Всего этого я не хотел видеть. Но это было на каждом шагу. Этого не видеть было нельзя. Для этого надо было либо утратить рассудок, либо ослепнуть, оглохнуть или просто сдохнуть.
* * *Сперва у нее появился дневник, который она мне не показывала, затем — подружка, стихи, Серебряный век, который длился бесконечно… а потом пришел бесконечный акмеизм…
Потом было что-то еще: Оцуп, Поплавский, Набоков…
Они смеялись над моими писульками; я обижался, всерьез, и напрасно… Надо было ко всему относиться попроще…
Она поступила в институт, я — на завод, водолазные курсы, пьянство. Готовился к армии, даже учился наматывать портянки, слава богу, не потребовалось. Подвели анализы. Положили под какой-то прибор, вымазали всего в желе, стали водить по мне какой-то штучкой и смотреть на экран. На экране увидели деформированную печень, поврежденные почки; зонд показал язвенное раздражение желудка… Военный врач покряхтел, покряхтел и сказал, чтоб я отдохнул до осеннего призыва. Остался в Таллине. Поступил в тот же институт, где училась она, и совершенно спокойно продолжал бухать.
Ничего хорошего это, разумеется, не принесло. Все только ухудшалось. Наш мир продолжал исчезать, и исчезал он не только изнутри. В их доме завелись новые порядки, шумные празднества, офицеры, их жены, «шампанское — дамам, а настоящим мужикам — Россия», картошка, грибочки, тяжелые танцующие ступни, мнущие ковер, по которому, казалось, вот только что ступали его легкие ноги. Пир во время чумы, да и только…
Утрачивал фамильярность и город; в нем мелькали какие-то новые лица (новые своим мимическим содержанием); город сбрасывал чешую, обрастая новой, выскальзывал из-под наших ног, становился чужим, как пробудившийся змей, притворявшийся родным домом, выпихивал нас потихоньку из наших любимых мест. Мы пытались хвататься за его осколки, прятались на скамейке под сиренью, но вскоре на скамейке написали красной краской «Вейдеманн, вперед!», и садиться на нее не хотелось… точно осквернили место.
Город торопливо покрывался странными крупными надписями: prõosa, õlu on elu; kõik on läbi.[45] Панки писали: fuck to death, fuck off and die. Потом работяги с заводов выходили с кистями и всюду, где можно, писали: «Все голосуем за Когана!», «Вот ум недоверия!»,[46] «Борись, Борис!» и так далее…

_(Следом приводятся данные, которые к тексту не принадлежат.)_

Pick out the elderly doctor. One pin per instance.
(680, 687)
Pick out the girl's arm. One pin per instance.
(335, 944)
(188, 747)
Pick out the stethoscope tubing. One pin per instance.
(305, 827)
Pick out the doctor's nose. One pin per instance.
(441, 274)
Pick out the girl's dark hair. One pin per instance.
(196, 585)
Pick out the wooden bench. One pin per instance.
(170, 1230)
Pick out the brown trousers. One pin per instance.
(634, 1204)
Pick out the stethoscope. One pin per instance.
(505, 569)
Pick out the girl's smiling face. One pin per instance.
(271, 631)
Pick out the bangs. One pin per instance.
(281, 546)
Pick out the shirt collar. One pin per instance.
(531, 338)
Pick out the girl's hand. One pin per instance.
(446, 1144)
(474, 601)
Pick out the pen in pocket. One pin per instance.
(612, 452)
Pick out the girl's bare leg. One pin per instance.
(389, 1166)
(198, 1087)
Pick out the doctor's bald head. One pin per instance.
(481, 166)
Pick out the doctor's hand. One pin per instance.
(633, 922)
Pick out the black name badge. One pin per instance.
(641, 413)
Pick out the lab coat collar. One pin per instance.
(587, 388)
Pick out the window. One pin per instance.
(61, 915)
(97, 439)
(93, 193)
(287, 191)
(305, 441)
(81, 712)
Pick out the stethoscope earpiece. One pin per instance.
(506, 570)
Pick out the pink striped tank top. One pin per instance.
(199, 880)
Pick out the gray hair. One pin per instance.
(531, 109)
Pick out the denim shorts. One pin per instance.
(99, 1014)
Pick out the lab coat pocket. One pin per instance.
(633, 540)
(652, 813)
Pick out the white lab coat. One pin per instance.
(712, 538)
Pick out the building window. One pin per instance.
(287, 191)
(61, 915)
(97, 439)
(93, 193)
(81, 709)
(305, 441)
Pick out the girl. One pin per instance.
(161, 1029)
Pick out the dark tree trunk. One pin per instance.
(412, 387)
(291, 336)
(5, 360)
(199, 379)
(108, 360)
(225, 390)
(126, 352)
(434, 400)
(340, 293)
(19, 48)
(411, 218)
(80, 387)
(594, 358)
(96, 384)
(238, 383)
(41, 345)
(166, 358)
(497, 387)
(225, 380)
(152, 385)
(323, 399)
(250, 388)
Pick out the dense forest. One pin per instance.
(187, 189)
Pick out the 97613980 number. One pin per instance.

От этого было некуда деться. Они выкрасили весь город, как те мясники из дурацкой песни. Эти люди, состоявшие большей частью из рук и горла, еще следили за событиями в землях, что начинали куриться за стенами нарвской крепости. Им верилось во что-то. Им мнилось нечто. У них еще были какие-то надежды. Они во что-то верили. Что-то себе сочиняли за бутылкой или на сон грядущий…
Что?.. Хотел бы я знать: что? Вот сейчас мне кто-нибудь скажет: на что они надеялись?.. во что верили?.. что себе сочиняли?.. чего желали их сердца?.. строительства русской Эстонии или чего?.. Нового демократического Советского Союза?.. Чего?..
Посыпались статьи, развернулись дебаты, трамваи закудахтали… о вновь открывшемся зарубежье, об эмиграции, в которую даже и не уезжали… Люди с кистями и свернутыми в трубочку газетами ощутили себя родоначальниками нового патриотизма (патриотизма-в-изгнании, который, на мой взгляд, должен был исчезнуть вместе с ГКЧПистами, но это заболевание оказалось хроническим). Они, наверное, видели себя шаманами новой религии, условием которой было: верить, что ты не забыт. Они верили, что не забыты, что кому-то нужны… Они не понимали, что там они нужны столь же мало, как и тут, в этом городе, который — как сквозь пальцы вода — уходил, оставляя на наших сердцах порезы, и эти громкие люди, которые на каждом углу да за каждой баранкой рассуждали о русскости и эмиграции, укоряли при каждом удобном случае меня в том, что я не работаю в школе учителем, точно тем самым я предавал некую великую идею, они своими разглагольствованиями отнимали у меня последнее…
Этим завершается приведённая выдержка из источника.